Does this sound like a plan? Any thoughts anybody?


----------



## Stifster (11 Jan 2008)

eggerb said:


> Is there a legal term for this process of renouncing their share or simply 'renouncing their share'? The only reference I could find in the Succession Act to renouncing was the right of a spouse to renounce certain rights. I seen in previous threads references to 'Deeds of Family Arrangements' or something like that.
> 
> So, my plan is:
> 
> ...


 
You will be applying for letters of administration and if you have the time then there is no reason not to do it personally. 

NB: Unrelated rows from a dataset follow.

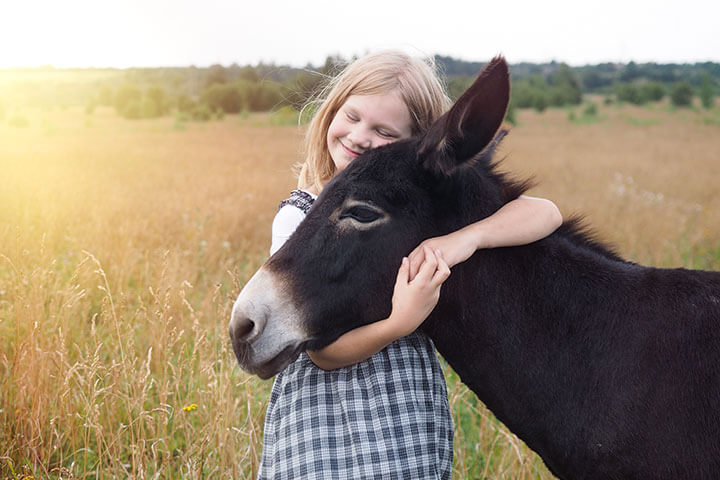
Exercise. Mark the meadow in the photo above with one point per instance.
(123, 245)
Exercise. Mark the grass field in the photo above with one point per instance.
(124, 243)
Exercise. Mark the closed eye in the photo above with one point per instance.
(360, 213)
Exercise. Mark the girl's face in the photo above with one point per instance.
(364, 122)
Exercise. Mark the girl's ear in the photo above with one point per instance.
(470, 125)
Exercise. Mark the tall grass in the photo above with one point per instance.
(124, 244)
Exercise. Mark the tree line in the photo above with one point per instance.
(205, 93)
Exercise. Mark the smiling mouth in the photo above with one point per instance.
(352, 153)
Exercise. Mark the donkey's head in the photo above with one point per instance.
(337, 270)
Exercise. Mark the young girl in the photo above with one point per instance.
(373, 404)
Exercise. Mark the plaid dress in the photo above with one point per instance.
(384, 418)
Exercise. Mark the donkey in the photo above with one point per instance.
(605, 368)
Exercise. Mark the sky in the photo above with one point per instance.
(155, 33)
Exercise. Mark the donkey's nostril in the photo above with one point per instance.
(244, 329)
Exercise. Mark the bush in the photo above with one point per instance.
(628, 92)
(185, 104)
(652, 91)
(590, 110)
(681, 94)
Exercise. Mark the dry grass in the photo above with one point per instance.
(123, 245)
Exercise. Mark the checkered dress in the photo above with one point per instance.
(384, 418)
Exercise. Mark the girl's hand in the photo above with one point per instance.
(454, 248)
(413, 300)
(519, 222)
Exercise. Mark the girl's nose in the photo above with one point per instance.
(360, 139)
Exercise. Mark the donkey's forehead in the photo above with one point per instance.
(381, 172)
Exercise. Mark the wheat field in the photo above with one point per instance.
(124, 243)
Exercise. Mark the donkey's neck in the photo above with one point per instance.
(514, 323)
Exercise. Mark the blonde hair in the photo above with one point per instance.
(415, 79)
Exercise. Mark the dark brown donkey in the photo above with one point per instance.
(605, 368)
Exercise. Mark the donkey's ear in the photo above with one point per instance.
(470, 125)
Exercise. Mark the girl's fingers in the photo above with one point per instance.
(443, 271)
(427, 269)
(417, 257)
(403, 271)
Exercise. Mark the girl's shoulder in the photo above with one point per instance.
(299, 199)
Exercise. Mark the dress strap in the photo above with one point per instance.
(298, 199)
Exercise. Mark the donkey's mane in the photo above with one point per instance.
(575, 228)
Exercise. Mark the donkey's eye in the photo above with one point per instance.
(360, 214)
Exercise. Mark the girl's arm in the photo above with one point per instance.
(519, 222)
(412, 302)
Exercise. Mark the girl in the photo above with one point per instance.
(373, 404)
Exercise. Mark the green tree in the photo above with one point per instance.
(225, 96)
(215, 74)
(565, 87)
(681, 94)
(127, 101)
(155, 103)
(707, 96)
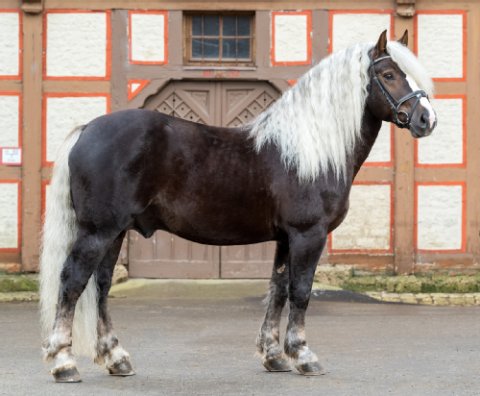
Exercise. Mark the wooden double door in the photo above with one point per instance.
(168, 256)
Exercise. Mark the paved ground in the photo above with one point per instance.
(199, 340)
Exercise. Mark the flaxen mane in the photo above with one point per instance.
(316, 123)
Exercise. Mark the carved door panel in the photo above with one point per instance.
(169, 256)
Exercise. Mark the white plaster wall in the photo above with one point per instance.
(9, 119)
(368, 223)
(350, 29)
(148, 37)
(290, 38)
(9, 43)
(440, 44)
(381, 150)
(134, 87)
(8, 215)
(64, 114)
(76, 44)
(445, 145)
(439, 217)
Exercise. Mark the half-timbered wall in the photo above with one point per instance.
(415, 205)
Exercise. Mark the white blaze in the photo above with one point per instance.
(423, 101)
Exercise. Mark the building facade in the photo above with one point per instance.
(415, 205)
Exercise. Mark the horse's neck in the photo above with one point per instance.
(370, 128)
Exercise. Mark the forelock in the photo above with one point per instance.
(410, 65)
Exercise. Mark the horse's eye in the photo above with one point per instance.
(388, 76)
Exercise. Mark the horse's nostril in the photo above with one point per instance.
(424, 119)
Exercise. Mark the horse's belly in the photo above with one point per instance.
(220, 227)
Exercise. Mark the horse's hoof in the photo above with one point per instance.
(66, 375)
(311, 368)
(279, 364)
(123, 368)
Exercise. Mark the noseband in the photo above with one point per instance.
(396, 104)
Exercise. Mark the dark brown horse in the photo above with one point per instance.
(284, 178)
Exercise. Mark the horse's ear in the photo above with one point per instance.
(381, 46)
(404, 39)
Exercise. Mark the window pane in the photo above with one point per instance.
(197, 48)
(210, 48)
(196, 25)
(229, 49)
(229, 25)
(243, 48)
(243, 26)
(211, 25)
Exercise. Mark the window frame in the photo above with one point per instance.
(187, 42)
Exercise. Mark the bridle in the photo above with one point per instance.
(396, 104)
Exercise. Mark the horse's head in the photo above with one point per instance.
(395, 95)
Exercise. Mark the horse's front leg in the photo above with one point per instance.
(268, 340)
(305, 251)
(109, 350)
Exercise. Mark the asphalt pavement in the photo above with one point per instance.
(188, 338)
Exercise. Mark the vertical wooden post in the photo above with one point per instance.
(404, 178)
(32, 141)
(473, 138)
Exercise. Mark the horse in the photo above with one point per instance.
(285, 177)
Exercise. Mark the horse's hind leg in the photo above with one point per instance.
(108, 348)
(268, 340)
(305, 250)
(87, 252)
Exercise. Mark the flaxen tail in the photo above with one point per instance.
(59, 233)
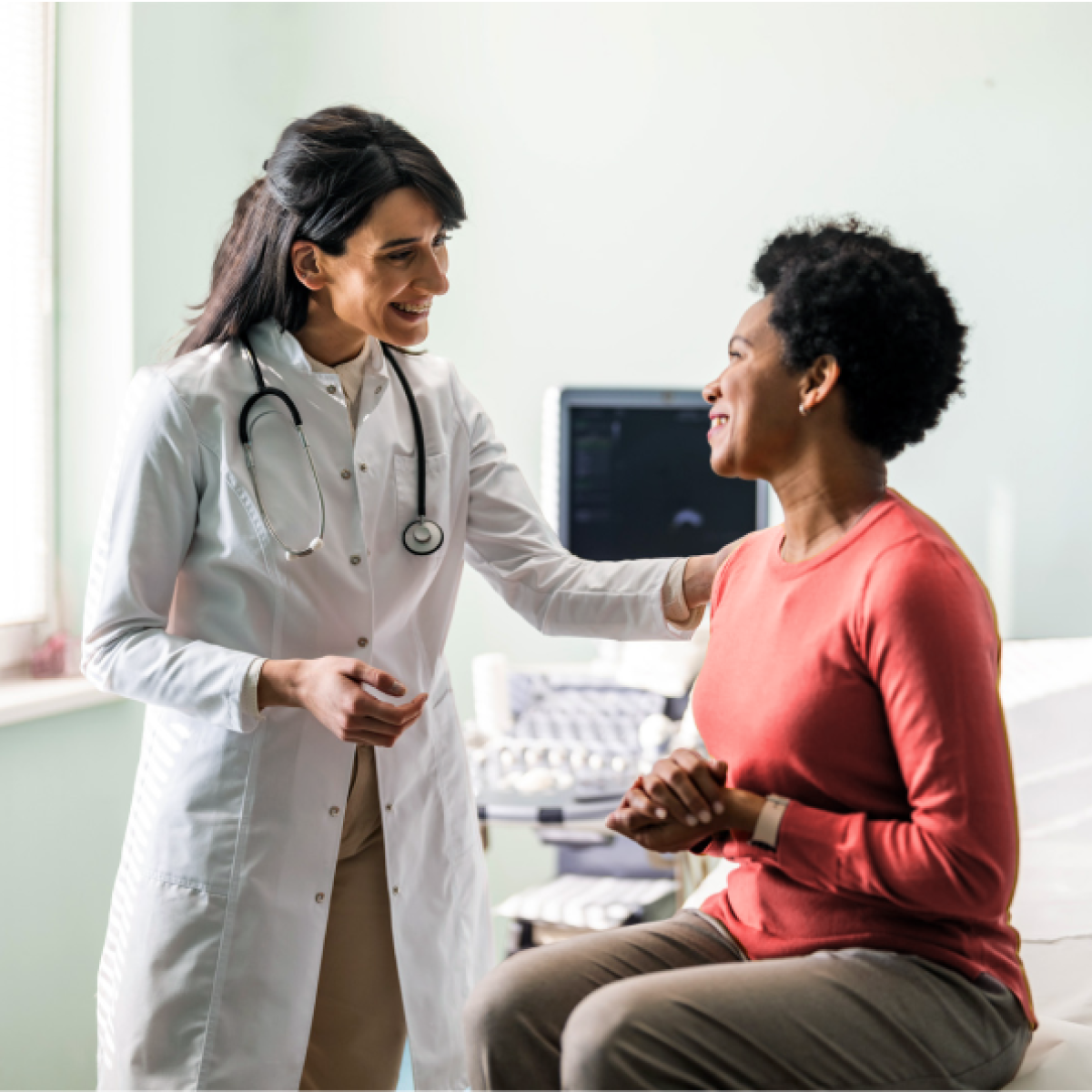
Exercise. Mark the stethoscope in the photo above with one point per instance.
(420, 536)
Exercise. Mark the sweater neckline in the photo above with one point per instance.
(791, 571)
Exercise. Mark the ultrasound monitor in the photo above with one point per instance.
(627, 475)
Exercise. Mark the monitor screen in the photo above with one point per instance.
(634, 479)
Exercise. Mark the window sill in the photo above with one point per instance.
(25, 699)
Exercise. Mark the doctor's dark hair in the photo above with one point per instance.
(844, 288)
(321, 183)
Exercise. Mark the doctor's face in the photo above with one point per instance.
(754, 420)
(393, 267)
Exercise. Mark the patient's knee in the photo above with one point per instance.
(600, 1046)
(497, 1008)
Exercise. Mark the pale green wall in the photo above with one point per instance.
(622, 165)
(65, 787)
(66, 781)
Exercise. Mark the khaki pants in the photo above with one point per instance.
(677, 1006)
(359, 1032)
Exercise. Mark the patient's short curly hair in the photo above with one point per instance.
(844, 288)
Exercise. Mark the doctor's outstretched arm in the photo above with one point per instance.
(512, 545)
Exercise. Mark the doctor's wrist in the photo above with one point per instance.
(281, 683)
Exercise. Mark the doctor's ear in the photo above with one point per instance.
(305, 263)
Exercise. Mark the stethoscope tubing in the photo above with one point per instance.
(421, 535)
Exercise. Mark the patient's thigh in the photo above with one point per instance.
(846, 1020)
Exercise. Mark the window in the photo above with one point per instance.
(26, 494)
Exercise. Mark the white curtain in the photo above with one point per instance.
(25, 281)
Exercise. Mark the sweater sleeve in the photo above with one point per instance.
(927, 637)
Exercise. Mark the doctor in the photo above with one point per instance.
(301, 882)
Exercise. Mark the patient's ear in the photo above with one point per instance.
(818, 382)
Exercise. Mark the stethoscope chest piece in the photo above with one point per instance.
(423, 536)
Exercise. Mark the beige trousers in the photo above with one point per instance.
(359, 1032)
(677, 1006)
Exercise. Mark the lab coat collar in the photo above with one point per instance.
(283, 348)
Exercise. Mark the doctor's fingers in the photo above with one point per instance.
(364, 704)
(376, 733)
(372, 676)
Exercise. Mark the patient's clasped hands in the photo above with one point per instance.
(682, 801)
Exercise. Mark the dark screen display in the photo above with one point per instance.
(640, 485)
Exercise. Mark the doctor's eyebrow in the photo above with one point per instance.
(398, 243)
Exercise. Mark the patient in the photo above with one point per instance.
(860, 771)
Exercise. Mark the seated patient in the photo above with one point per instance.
(860, 771)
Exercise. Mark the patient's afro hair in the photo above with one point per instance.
(844, 288)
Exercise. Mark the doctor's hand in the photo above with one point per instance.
(682, 802)
(331, 689)
(702, 571)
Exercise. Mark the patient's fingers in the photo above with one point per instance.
(628, 823)
(708, 778)
(638, 801)
(670, 785)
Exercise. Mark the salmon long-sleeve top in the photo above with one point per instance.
(862, 685)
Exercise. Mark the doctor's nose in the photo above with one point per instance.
(434, 276)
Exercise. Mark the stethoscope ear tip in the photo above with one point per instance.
(315, 546)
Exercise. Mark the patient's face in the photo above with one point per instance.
(754, 402)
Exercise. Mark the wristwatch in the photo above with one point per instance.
(769, 823)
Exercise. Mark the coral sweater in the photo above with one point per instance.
(862, 683)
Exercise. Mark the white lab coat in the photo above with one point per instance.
(208, 976)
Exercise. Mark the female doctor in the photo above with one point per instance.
(301, 882)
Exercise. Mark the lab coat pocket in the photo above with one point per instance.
(451, 778)
(202, 790)
(163, 1019)
(437, 497)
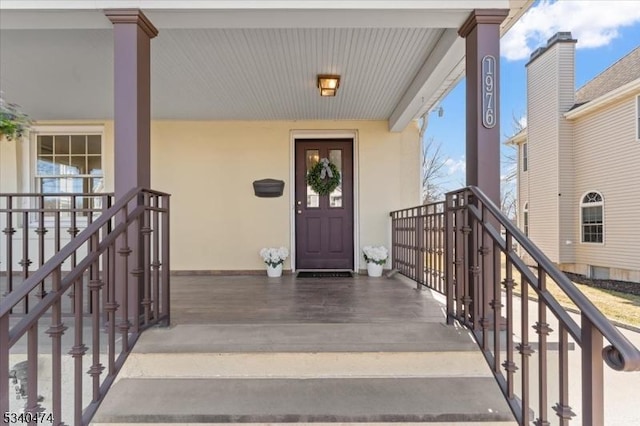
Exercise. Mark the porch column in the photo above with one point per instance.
(132, 34)
(481, 32)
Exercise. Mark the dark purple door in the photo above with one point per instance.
(324, 223)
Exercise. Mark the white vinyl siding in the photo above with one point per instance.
(547, 99)
(638, 117)
(567, 219)
(606, 157)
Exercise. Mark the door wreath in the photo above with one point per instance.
(323, 177)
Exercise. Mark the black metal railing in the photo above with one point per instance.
(418, 244)
(545, 359)
(67, 328)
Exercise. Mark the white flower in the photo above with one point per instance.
(377, 255)
(274, 256)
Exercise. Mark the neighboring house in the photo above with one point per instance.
(578, 163)
(233, 100)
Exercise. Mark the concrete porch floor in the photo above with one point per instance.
(258, 350)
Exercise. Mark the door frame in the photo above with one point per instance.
(324, 134)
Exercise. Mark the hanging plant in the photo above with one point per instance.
(323, 177)
(13, 122)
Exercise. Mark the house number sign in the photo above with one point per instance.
(489, 91)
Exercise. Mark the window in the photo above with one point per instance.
(591, 218)
(69, 163)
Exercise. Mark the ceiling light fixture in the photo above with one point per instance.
(328, 84)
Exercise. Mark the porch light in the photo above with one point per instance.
(328, 84)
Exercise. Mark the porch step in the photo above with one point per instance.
(367, 373)
(306, 351)
(350, 400)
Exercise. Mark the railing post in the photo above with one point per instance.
(449, 257)
(421, 251)
(592, 374)
(4, 364)
(166, 269)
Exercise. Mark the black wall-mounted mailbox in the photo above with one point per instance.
(268, 188)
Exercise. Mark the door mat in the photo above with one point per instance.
(324, 274)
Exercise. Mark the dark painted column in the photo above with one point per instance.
(482, 34)
(132, 34)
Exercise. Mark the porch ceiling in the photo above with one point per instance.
(251, 64)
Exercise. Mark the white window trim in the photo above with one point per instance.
(581, 205)
(31, 174)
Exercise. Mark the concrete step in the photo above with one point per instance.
(373, 373)
(305, 351)
(342, 400)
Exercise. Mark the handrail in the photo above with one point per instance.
(23, 325)
(481, 268)
(96, 294)
(34, 280)
(621, 354)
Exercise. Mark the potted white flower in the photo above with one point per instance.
(376, 258)
(274, 258)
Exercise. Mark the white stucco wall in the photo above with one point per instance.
(217, 223)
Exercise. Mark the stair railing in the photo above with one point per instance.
(497, 284)
(484, 267)
(91, 312)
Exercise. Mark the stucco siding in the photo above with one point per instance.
(542, 132)
(607, 157)
(217, 223)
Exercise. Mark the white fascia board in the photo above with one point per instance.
(632, 88)
(252, 4)
(240, 18)
(445, 57)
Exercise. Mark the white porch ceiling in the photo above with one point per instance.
(239, 64)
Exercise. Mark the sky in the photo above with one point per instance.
(606, 31)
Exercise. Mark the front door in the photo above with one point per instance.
(324, 223)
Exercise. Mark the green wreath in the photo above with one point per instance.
(323, 177)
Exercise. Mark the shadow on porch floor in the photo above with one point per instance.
(248, 349)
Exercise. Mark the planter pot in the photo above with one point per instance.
(374, 270)
(274, 271)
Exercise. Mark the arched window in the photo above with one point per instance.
(592, 218)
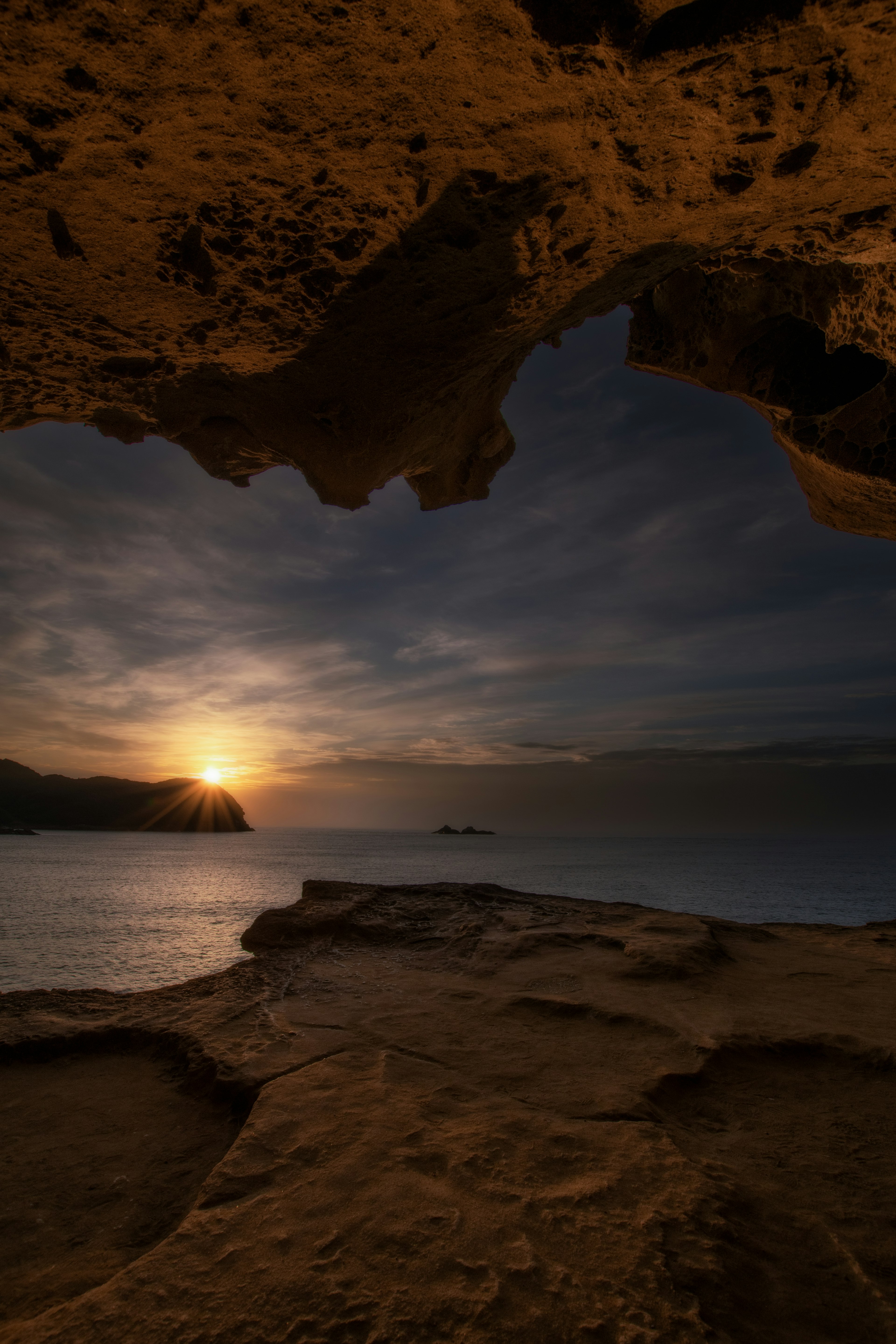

You will certainly benefit from economies of scale if you use the same solicitor and i think you are correct it is a deed of family arrangement.


----------



## aisling o'b (11 Jan 2008)

eggerb said:


> My siblings and I (100% agreement) want my mother to get everything and want her to get the house into her sole name so that she can sell it if she so decides. We don't want our one-third share.


 
Is it not the case that the children must take their one-third share? I've never heard of renouncing your rights to inheritance.


----------



## Nige (11 Jan 2008)

aisling o'b said:


> Is it not the case that the children must take their one-third share? I've never heard of renouncing your rights to inheritance.


 
No, the law cannot force someone to take an inheritance they don't want.


----------



## eggerb (11 Jan 2008)

Stifster said:


> ... think you are correct it is a deed of family arrangement.


 
Or 'Deed of Variation' I have seen it referred to as well. Maybe either terms are only used when when there is will though?


----------



## Stifster (11 Jan 2008)

eggerb said:


> Or 'Deed of Variation' I have seen it referred to as well. Maybe either terms are only used when when there is will though?


 
I actually thought it was only to do with a will but it is mentioned in a Law Reform Commission report in relation to an intestacy.


----------



## FKH (15 Jan 2008)

Your mother is the next entitled to extract the Grant of Administration rather than any of her children however she can nominate a child to extract the grant with her.

Each child can simply sign a deed disclaiming their rights to a share of the estate. You should not disclaim in favour of anyone specifically, just disclaim generally.

Once the grant issues the administrator uses a Deed of Assent to vest the property in the name of your mother. (technically your mother will vest the property in herself)


----------



## eggerb (15 Jan 2008)

FKH said:


> Your mother is the next entitled to extract the Grant of Administration rather than any of her children however she can nominate a child to extract the grant with her.
> 
> Each child can simply sign a deed disclaiming their rights to a share of the estate. You should not disclaim in favour of anyone specifically, just disclaim generally.
> 
> Once the grant issues the administrator uses a Deed of Assent to vest the property in the name of your mother. (technically your mother will vest the property in herself)


 
Thanks for the replies all. It will definitely fall on me to extract the Grant of Administration. My mother didn't even want to look at the funeral bill and she has already started delivering the paperwork to my house! I'm happy enough to do what I can without getting dragged into a legal mine-field. 

I'm assuming that I'll need a solicitor after the Grant of Administration issues? What sort of money would I be looking at to have the disclaiming deeds and the Deed of Assent written up? If a Deed of Assent is written up, will it need to be registered with the Land Registry and stamped by the Revenue etc?


----------



## eggerb (7 Feb 2008)

I'm making a personal application for probate. The probate office sent me a form for my mother to complete renouncing her right to extract a Grant of Administration. That's fine. 
I mentioned to the person from the Probate Office who called me about the form for my mother that the children didn't want a share in the estate. She sent me out a form on a blank normal A4 sheet as follows:

"I .......... wish to disclaim my inheritance in the estate of the late ......... who died on ....... Signed ...... date ......"

Now here's the bit that has me confused: it had a hand written post-it on it saying _"I think this is just for the Revenue. You can make a few copies yourself"_. Do I need to have this completed then prior to probate because I'm assuming that there will be additional signing to be done before a Deed of Assent can be written up?


----------



## eggerb (8 Feb 2008)

Stifster said:


> Each of the children have to formally renounce their share. It is a relatively straightforward and common procedure and most solicitors should be able to do it for you for a reasonable sum.


 
I have been quoted €1000 + VAT + outlays to draft the disclaimers, the Deed of Assent and register the documents. This sounds reasonable to me? Any thoughts anybody? What registration will need to be done? (Presumably Land Registry & possibly the Revenue?)


----------